Saikat Chakrabarti, a wealthy Democratic activist who served as campaign manager for now-Rep. Alexandria Ocasio-Cortez during her 2018 upset victory in New York City, announced he’d run in February. Chakrabarti, who insisted at the time of his kickoff—ultimately wrongly—that Pelosi was “running again,” has positioned himself as a political outsider.
State Sen. Scott Wiener announced his own effort late last month, not long before Pelosi made her plans known, saying he could no longer wait before organizing his campaign. Wiener, who would be the first gay House member to represent what has long been a center of LGBTQ life in America, said he had to act to counter Chakrabarti, whom he accused of “trying to buy the seat.”
Wiener, who avoided criticizing Pelosi in his announcement, received a high-profile endorsement from state Attorney General Rob Bonta hours after the incumbent confirmed her departure. His early start, though, is unlikely to deter other candidates—especially if one of them has Pelosi in their corner.
The congresswoman’s daughter, political strategist Christine Pelosi, has long been talked about as a potential candidate, and she recently deflected questions about her plans. The younger Pelosi instead told the San Francisco Chronicle that she was “100% focused” on Tuesday’s ballot measure to approve a new congressional map, just before the passage of Proposition 50.

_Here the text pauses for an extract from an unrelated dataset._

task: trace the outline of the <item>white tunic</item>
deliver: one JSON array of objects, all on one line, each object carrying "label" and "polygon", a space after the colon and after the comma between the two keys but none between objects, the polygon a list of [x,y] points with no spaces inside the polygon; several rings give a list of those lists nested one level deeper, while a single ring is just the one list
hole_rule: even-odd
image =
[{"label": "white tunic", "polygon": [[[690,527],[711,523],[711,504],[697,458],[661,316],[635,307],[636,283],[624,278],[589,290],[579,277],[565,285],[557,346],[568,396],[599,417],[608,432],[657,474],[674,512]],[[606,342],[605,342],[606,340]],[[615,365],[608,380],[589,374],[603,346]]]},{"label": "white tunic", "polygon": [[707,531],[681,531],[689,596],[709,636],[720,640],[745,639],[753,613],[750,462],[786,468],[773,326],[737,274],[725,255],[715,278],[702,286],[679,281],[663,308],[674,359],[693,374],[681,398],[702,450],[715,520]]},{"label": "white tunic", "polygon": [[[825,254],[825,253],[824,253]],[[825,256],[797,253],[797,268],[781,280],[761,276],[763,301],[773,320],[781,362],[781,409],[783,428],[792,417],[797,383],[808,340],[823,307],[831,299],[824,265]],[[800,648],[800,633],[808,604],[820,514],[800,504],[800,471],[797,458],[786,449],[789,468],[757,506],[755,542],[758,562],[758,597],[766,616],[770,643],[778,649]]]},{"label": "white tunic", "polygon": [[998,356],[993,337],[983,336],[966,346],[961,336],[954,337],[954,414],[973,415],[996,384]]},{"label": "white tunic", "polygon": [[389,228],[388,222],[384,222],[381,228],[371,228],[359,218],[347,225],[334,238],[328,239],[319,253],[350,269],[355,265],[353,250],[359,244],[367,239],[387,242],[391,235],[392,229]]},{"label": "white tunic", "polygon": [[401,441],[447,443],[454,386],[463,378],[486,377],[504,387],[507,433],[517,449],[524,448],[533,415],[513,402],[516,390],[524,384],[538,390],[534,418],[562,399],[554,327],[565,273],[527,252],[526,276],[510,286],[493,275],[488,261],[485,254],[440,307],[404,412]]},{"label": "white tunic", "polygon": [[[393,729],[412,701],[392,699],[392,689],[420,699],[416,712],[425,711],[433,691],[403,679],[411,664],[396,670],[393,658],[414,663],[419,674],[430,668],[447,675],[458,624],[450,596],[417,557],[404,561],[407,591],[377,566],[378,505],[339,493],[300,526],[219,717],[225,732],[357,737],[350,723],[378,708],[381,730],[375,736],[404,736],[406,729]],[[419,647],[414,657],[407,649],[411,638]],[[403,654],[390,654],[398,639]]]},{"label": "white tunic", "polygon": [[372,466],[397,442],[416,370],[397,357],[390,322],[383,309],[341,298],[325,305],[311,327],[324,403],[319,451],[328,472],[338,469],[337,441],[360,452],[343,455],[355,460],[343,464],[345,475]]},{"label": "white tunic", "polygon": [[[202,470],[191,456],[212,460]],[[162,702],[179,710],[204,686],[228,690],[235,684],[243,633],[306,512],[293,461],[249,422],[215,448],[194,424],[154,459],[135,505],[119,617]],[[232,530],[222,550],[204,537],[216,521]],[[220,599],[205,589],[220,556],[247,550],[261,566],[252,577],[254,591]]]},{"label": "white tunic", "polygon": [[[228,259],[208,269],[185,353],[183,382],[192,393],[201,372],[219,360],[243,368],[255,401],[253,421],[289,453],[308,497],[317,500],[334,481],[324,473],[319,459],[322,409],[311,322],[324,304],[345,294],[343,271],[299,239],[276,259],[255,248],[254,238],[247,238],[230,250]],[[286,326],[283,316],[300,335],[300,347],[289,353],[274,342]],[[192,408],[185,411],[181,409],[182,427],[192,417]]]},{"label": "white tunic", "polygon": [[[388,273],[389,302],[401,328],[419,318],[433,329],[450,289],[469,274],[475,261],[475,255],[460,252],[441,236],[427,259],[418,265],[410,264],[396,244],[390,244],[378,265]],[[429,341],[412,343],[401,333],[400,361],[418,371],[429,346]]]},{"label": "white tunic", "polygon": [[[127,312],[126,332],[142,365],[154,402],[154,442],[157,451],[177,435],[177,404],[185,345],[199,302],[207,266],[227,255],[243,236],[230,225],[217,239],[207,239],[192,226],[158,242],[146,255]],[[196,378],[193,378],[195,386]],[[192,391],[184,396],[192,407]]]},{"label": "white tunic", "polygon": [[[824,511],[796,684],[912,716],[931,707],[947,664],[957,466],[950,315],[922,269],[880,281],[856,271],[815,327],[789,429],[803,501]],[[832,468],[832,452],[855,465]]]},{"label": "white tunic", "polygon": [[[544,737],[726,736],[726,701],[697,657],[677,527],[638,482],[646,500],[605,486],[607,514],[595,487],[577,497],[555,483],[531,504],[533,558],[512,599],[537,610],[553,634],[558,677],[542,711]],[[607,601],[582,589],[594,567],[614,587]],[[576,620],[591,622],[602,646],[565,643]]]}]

The former speaker, however, may have a different person in mind as her preferred successor. Politico wrote last month that Pelosi has “been publicly elevating” San Francisco Supervisor Connie Chan, including by appearing with her at the city’s “No Kings” rally in October. While Chan has not publicly expressed interest, the outlet said she was interested in running.
Politico also mentioned former Mayor London Breed as someone that “tech powerbrokers” could recruit. Breed, though, badly lost reelection last year against fellow Democrat Daniel Lurie.
The publication additionally named former Supervisor Jane Kim, who lost a 2016 state Senate contest against Wiener and the 2018 race for mayor to Breed, as a possibility. Kim, who is now the head of the state branch of the labor-backed Working Families Party, told the New York Times all the way back in 2022 that she hadn’t “ruled it out,” but she doesn’t appear to have said anything more recently.
The field will be winnowed down to two on June 2 when California holds its top-two primary, when all candidates will compete on a single ballot, with the two highest vote-getters advancing to the general election.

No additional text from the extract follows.